In the autumn I returned to my Southern home with a heart full of joyous memories. As I recall that visit North I am filled with wonder at the richness and variety of the experiences that cluster about it. It seems to have been the beginning of everything. The treasures of a new, beautiful world were laid at my feet, and I took in pleasure and information at every turn. I lived myself into all things. I was never still a moment; my life was as full of motion as those little insects that crowd a whole existence into one brief day. I met many people who talked with me by spelling into my hand, and thought in joyous sympathy leaped up to meet thought, and behold, a miracle had been wrought! The barren places between my mind and the minds of others blossomed like the rose.

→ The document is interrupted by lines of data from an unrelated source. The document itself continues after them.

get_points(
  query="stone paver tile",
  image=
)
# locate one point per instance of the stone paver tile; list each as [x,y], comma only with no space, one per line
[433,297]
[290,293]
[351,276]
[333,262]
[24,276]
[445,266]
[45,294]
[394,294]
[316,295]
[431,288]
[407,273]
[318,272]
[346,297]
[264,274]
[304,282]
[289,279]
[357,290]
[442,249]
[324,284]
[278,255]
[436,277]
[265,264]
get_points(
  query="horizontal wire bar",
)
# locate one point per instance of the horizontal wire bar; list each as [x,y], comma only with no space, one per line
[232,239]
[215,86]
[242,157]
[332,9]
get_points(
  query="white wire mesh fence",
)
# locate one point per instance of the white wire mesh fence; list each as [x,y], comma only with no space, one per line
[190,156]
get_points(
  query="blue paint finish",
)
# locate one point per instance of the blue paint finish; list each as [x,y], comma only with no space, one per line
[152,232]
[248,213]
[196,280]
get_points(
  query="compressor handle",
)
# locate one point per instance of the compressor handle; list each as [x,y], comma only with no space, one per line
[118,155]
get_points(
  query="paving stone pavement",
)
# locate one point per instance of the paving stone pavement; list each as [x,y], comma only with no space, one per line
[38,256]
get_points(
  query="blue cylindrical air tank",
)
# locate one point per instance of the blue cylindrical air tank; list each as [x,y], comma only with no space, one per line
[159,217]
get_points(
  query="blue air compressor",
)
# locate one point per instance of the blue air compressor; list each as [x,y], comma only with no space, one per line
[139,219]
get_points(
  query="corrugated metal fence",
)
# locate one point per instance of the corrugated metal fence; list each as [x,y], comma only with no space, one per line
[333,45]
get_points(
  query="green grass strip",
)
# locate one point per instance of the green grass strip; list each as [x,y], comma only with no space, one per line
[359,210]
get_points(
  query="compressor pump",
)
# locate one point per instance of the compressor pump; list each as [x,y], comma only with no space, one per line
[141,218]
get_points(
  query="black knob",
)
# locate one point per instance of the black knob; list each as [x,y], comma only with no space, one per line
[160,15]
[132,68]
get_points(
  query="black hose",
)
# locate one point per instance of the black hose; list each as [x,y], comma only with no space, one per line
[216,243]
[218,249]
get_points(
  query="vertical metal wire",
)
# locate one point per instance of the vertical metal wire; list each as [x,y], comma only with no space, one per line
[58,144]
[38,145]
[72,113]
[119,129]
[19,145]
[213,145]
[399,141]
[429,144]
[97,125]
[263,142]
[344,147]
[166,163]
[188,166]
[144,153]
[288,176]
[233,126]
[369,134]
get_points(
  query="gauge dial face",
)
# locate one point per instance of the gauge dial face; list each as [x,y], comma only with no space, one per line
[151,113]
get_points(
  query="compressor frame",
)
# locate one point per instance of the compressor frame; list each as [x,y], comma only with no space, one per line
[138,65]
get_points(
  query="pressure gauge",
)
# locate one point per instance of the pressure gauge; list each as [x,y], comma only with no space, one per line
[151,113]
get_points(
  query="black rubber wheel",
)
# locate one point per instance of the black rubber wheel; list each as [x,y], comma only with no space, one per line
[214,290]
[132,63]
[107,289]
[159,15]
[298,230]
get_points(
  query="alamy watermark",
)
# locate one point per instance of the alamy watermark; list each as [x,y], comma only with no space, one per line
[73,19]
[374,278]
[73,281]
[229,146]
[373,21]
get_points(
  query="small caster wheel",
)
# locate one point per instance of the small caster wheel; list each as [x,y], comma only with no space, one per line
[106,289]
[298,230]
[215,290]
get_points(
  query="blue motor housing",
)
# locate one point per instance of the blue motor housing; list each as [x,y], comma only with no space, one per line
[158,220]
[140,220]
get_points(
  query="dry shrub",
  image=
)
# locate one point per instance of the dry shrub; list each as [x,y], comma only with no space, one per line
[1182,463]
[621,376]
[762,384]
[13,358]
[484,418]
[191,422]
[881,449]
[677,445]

I spent the autumn months with my family at our summer cottage, on a mountain about fourteen miles from Tuscumbia. It was called Fern Quarry, because near it there was a limestone quarry, long since abandoned. Three frolicsome little streams ran through it from springs in the rocks above, leaping here and tumbling there in laughing cascades wherever the rocks tried to bar their way. The opening was filled with ferns which completely covered the beds of limestone and in places hid the streams. The rest of the mountain was thickly wooded. Here were great oaks and splendid evergreens with trunks like mossy pillars, from the branches of which hung garlands of ivy and mistletoe, and persimmon trees, the odour of which pervaded every nook and corner of the wood—an illusive, fragrant something that made the heart glad. In places the wild muscadine and scuppernong vines stretched from tree to tree, making arbours which were always full of butterflies and buzzing insects. It was delightful to lose ourselves in the green hollows of that tangled wood in the late afternoon, and to smell the cool, delicious odours that came up from the earth at the close of day.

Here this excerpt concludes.